I've seen many challenges with analytics over the years. One that's painful is an inability to explain where analytic data came from. Someone looks at a report, sees a value, and says I don't believe that number. Don't put yourself in that position !
Lineage
I load analytics from data warehouses. Most of my data warehouses are SQL Server databases of some type. Currently, they're almost always Azure SQL Databases. I like to include information in the database, about how the data got there i.e. the lineage of the data.
How can I record the lineage?
Most analytic data that I work with gets loaded/processed in batches. Sometimes it's overnight. Other times it's every few minutes. But either way, there's a process that's run, and it puts the data in place.
Each time the process runs, I put details in a table about the process run. And I put the key for that table into every row updated in that run.

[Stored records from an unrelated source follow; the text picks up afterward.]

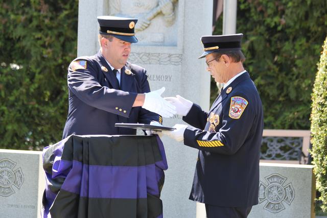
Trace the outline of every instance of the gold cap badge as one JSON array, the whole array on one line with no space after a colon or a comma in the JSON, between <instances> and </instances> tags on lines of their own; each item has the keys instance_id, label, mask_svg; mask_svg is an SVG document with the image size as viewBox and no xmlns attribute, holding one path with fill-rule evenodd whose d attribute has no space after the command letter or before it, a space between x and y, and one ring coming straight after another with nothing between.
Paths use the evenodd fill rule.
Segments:
<instances>
[{"instance_id":1,"label":"gold cap badge","mask_svg":"<svg viewBox=\"0 0 327 218\"><path fill-rule=\"evenodd\" d=\"M134 22L134 21L132 21L129 23L129 29L133 29L134 28L134 26L135 26L135 23Z\"/></svg>"},{"instance_id":2,"label":"gold cap badge","mask_svg":"<svg viewBox=\"0 0 327 218\"><path fill-rule=\"evenodd\" d=\"M226 90L226 93L228 94L229 92L230 92L231 91L231 89L232 89L232 87L229 87L228 88L227 88L227 90Z\"/></svg>"},{"instance_id":3,"label":"gold cap badge","mask_svg":"<svg viewBox=\"0 0 327 218\"><path fill-rule=\"evenodd\" d=\"M132 74L132 71L129 70L128 69L126 69L125 70L125 73L127 75L130 75L131 74Z\"/></svg>"}]
</instances>

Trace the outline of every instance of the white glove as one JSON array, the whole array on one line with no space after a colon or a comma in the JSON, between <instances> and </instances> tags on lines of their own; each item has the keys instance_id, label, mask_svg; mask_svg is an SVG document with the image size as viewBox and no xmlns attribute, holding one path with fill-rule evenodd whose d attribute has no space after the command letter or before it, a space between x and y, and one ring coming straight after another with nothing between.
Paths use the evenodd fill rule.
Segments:
<instances>
[{"instance_id":1,"label":"white glove","mask_svg":"<svg viewBox=\"0 0 327 218\"><path fill-rule=\"evenodd\" d=\"M171 117L176 114L175 106L166 101L161 94L166 89L162 87L145 93L145 99L142 108L161 115L164 117Z\"/></svg>"},{"instance_id":2,"label":"white glove","mask_svg":"<svg viewBox=\"0 0 327 218\"><path fill-rule=\"evenodd\" d=\"M162 127L162 125L161 125L160 123L156 122L156 121L154 121L154 120L152 120L151 122L151 123L150 123L150 125L153 125L153 126L157 126L158 127ZM162 137L162 131L154 131L154 130L146 130L145 132L147 133L147 135L153 135L154 134L156 134L157 135L158 135L159 136L159 137Z\"/></svg>"},{"instance_id":3,"label":"white glove","mask_svg":"<svg viewBox=\"0 0 327 218\"><path fill-rule=\"evenodd\" d=\"M175 130L164 131L162 131L162 134L168 135L177 141L180 141L184 139L184 132L188 127L188 126L183 124L176 124L173 127L173 128L176 129Z\"/></svg>"},{"instance_id":4,"label":"white glove","mask_svg":"<svg viewBox=\"0 0 327 218\"><path fill-rule=\"evenodd\" d=\"M175 97L165 98L172 105L176 107L176 113L182 116L186 116L190 112L191 108L193 105L193 103L191 101L185 99L180 95L176 95Z\"/></svg>"}]
</instances>

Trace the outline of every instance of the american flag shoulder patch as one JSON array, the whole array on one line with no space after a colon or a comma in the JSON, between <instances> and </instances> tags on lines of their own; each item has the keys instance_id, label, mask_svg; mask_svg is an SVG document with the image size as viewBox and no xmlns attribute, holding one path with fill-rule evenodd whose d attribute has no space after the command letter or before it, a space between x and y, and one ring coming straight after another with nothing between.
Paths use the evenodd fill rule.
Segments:
<instances>
[{"instance_id":1,"label":"american flag shoulder patch","mask_svg":"<svg viewBox=\"0 0 327 218\"><path fill-rule=\"evenodd\" d=\"M86 61L79 60L75 61L71 64L71 68L72 70L75 71L78 69L86 69Z\"/></svg>"}]
</instances>

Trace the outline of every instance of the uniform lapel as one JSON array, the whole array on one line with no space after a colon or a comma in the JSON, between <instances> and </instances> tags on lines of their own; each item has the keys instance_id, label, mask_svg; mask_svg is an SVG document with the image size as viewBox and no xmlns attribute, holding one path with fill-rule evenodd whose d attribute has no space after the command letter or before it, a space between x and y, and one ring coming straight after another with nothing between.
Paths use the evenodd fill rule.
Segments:
<instances>
[{"instance_id":1,"label":"uniform lapel","mask_svg":"<svg viewBox=\"0 0 327 218\"><path fill-rule=\"evenodd\" d=\"M135 74L131 72L128 62L126 62L122 68L121 72L121 89L125 91L129 91L134 83Z\"/></svg>"},{"instance_id":2,"label":"uniform lapel","mask_svg":"<svg viewBox=\"0 0 327 218\"><path fill-rule=\"evenodd\" d=\"M97 54L97 57L99 60L99 63L101 65L101 70L102 71L102 73L106 77L109 83L112 86L112 88L115 89L120 89L119 83L118 83L118 80L117 80L117 78L115 76L114 74L112 72L111 67L110 66L108 65L107 61L105 59L104 57L101 54L101 52L99 51L98 54ZM103 69L103 66L105 67L107 71L104 70Z\"/></svg>"}]
</instances>

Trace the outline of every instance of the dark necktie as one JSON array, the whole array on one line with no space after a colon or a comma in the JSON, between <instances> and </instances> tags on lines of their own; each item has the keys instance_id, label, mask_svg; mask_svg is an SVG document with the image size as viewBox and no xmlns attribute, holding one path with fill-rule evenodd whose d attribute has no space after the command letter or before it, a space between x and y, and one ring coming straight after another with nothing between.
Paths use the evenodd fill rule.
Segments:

What goes in the lineage table?
You might choose different values, but at a bare minimum I'd suggest:
When the process ran – I need to know when the data came in.
Which process – I need to know which process loaded and updated the data.

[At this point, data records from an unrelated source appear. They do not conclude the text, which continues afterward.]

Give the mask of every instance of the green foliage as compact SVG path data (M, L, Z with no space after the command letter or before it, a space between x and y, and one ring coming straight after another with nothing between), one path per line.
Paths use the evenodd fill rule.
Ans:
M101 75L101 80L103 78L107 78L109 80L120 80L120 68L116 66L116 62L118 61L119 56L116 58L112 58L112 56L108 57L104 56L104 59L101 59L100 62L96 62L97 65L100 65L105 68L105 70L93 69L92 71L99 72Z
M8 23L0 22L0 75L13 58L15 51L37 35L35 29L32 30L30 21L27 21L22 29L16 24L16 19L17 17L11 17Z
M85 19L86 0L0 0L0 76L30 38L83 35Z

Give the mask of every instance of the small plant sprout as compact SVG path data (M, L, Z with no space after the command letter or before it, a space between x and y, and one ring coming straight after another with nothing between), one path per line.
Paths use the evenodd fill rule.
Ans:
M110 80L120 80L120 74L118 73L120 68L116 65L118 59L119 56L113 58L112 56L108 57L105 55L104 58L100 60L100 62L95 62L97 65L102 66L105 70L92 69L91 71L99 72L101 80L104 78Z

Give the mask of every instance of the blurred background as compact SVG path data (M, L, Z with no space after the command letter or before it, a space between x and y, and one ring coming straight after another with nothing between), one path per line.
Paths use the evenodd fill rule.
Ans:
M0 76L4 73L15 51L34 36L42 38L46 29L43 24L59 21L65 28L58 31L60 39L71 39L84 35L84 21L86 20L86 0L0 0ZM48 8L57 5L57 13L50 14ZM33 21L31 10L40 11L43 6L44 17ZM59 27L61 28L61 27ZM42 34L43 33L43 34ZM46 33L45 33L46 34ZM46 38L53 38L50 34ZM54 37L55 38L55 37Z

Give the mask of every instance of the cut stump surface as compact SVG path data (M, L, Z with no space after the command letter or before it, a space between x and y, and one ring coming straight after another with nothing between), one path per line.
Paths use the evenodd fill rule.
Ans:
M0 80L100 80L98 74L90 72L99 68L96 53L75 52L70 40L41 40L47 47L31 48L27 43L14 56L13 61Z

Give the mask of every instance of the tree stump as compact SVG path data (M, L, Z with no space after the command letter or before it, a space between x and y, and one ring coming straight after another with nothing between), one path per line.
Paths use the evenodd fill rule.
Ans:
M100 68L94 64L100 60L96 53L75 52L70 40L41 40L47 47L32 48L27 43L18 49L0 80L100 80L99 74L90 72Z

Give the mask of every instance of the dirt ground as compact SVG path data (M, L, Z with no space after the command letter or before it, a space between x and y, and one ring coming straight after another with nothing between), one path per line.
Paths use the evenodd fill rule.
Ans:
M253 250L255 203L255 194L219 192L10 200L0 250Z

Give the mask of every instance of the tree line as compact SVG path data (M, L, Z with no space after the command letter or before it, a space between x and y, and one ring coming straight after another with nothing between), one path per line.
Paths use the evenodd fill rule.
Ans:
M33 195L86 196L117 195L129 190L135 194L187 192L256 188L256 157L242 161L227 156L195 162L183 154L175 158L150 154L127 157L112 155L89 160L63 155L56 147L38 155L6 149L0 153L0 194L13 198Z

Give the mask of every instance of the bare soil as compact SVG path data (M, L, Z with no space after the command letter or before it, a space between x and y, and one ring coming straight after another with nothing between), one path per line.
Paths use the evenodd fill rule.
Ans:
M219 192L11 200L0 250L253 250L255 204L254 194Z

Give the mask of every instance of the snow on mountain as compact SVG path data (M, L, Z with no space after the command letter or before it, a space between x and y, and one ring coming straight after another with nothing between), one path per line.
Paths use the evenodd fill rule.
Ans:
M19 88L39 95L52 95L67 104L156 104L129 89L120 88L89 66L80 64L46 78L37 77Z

Source system – Which system/database/file/other source did the data come from?
Process identity – I need to know the identity that the process used when querying the source data. (Different identities might return different data from the source)
At least when someone asks about a row of data, you could at least say that it came from the XYZ source system at 12:24PM on May 12th 2021, and it was loaded and transformed by the PPPP package running as UUUU. You have a chance of establishing the validity of the data.